Department of Pathology and Medical Biology, University of Groningen, University Medical Center Groningen, Groningen, Netherlands.
Recent Pat Anticancer Drug Discov. 2020;15(4):329-340. doi: 10.2174/1574892815666200929145236.
The Notch signaling pathway has a key role in angiogenesis and Delta - Like Ligand 4 (DLL4) is one of the main ligands of Notch involved in cell proliferation in sprouting vessels.
In this study, we aimed to evaluate the expression of DLL4 in primary breast tumors and to examine the effect of melatonin on DLL4 expression in vitro.
Eighty-five breast tumor and paired adjacent non-tumor tissue samples were collected. Apoptosis assay was performed on breast cancer cells to evaluate melatonin effects. Western blot and quantitative RT-PCR were used to measure DLL4 expression. Then, we investigated the effect of melatonin on the expression of DLL4 in four breast cancer cell lines at RNA and protein levels. We also performed a probabilistic neural network analysis to study genes closely associated with DLL4 expression.
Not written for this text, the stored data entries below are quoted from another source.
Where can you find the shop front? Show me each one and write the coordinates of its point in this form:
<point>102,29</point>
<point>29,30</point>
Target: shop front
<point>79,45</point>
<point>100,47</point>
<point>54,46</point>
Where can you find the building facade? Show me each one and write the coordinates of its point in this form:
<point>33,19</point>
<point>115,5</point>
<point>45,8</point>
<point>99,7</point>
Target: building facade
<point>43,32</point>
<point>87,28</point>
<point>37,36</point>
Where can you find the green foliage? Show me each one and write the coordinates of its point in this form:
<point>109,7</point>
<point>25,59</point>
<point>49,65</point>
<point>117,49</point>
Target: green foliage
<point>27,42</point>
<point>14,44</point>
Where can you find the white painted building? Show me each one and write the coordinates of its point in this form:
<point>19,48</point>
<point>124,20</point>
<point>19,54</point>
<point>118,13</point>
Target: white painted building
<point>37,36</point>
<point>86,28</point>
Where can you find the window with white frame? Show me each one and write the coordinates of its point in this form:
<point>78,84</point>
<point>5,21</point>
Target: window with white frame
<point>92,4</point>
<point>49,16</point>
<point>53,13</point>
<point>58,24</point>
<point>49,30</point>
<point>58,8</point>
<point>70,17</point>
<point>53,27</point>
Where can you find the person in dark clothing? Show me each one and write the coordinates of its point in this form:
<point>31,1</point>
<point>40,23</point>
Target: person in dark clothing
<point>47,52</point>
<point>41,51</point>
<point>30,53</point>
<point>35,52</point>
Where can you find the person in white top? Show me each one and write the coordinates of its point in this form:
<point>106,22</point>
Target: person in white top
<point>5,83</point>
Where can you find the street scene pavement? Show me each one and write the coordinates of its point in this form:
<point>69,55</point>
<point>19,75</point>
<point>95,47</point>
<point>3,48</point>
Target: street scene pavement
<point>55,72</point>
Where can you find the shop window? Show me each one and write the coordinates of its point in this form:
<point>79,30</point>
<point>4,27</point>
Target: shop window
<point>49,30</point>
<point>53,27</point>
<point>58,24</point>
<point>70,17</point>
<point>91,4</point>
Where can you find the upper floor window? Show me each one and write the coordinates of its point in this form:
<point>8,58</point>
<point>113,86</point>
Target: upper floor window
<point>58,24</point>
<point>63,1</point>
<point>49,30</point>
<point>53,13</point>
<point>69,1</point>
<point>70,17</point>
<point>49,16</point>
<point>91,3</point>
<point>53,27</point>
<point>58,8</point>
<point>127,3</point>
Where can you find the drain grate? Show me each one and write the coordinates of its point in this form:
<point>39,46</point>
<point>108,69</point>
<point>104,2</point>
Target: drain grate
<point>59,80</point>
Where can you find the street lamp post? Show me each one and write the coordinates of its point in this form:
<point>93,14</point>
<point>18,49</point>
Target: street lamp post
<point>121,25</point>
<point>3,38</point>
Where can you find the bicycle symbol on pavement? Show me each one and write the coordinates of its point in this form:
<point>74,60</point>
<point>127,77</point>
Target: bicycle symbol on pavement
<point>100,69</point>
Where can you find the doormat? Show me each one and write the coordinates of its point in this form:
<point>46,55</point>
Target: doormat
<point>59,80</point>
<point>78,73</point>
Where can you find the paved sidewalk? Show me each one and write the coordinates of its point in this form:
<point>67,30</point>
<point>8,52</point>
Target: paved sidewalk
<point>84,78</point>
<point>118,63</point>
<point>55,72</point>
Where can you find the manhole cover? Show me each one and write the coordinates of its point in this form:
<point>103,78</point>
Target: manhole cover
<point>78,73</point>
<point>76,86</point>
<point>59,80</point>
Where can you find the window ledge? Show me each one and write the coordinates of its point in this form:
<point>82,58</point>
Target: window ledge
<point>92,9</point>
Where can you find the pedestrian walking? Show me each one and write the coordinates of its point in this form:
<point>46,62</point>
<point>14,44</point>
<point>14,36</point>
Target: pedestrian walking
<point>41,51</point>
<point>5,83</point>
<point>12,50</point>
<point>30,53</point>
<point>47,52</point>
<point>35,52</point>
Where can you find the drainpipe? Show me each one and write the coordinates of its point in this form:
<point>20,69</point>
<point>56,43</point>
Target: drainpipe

Our results showed a significantly higher expression of DLL4 in tumor tissues compared to non-tumor tissues (P = 0.027). Melatonin treatment substantially attenuated DLL4 expression in BT474 and MCF-7 cells, but not in SK-BR-3 and MDA-MB-231 cells. Also, melatonin induced apoptosis in all four cell lines. Network analysis revealed a set of 15 genes that had close association and interaction with DLL4. DLL4 was overexpressed in breast cancer tissues as compared to the non-tumor tissues.
It can be concluded that melatonin treatment attenuated DLL4 expression only in estrogen- responsive breast cancer cells and is able to induce apoptosis in breast cancer cells.
Notch 信号通路在血管生成中具有关键作用,Delta 样配体 4(DLL4)是 Notch 的主要配体之一,参与芽生血管中的细胞增殖。
本研究旨在评估 DLL4 在原发性乳腺癌肿瘤中的表达,并研究褪黑素对体外 DLL4 表达的影响。
收集 85 例乳腺癌肿瘤和配对的相邻非肿瘤组织样本。对乳腺癌细胞进行凋亡实验,以评估褪黑素的作用。采用 Western blot 和定量 RT-PCR 检测 DLL4 的表达。然后,我们在四个乳腺癌细胞系中研究了褪黑素对 DLL4 表达的影响,包括 RNA 和蛋白水平。我们还进行了概率神经网络分析,以研究与 DLL4 表达密切相关的基因。
我们的结果表明,肿瘤组织中 DLL4 的表达明显高于非肿瘤组织(P = 0.027)。褪黑素处理显著减弱了 BT474 和 MCF-7 细胞中 DLL4 的表达,但对 SK-BR-3 和 MDA-MB-231 细胞没有影响。此外,褪黑素诱导了所有四个细胞系的凋亡。网络分析显示了一组与 DLL4 密切关联和相互作用的 15 个基因。与非肿瘤组织相比,DLL4 在乳腺癌组织中过度表达。
褪黑素治疗仅在雌激素反应性乳腺癌细胞中减弱 DLL4 表达,并能诱导乳腺癌细胞凋亡。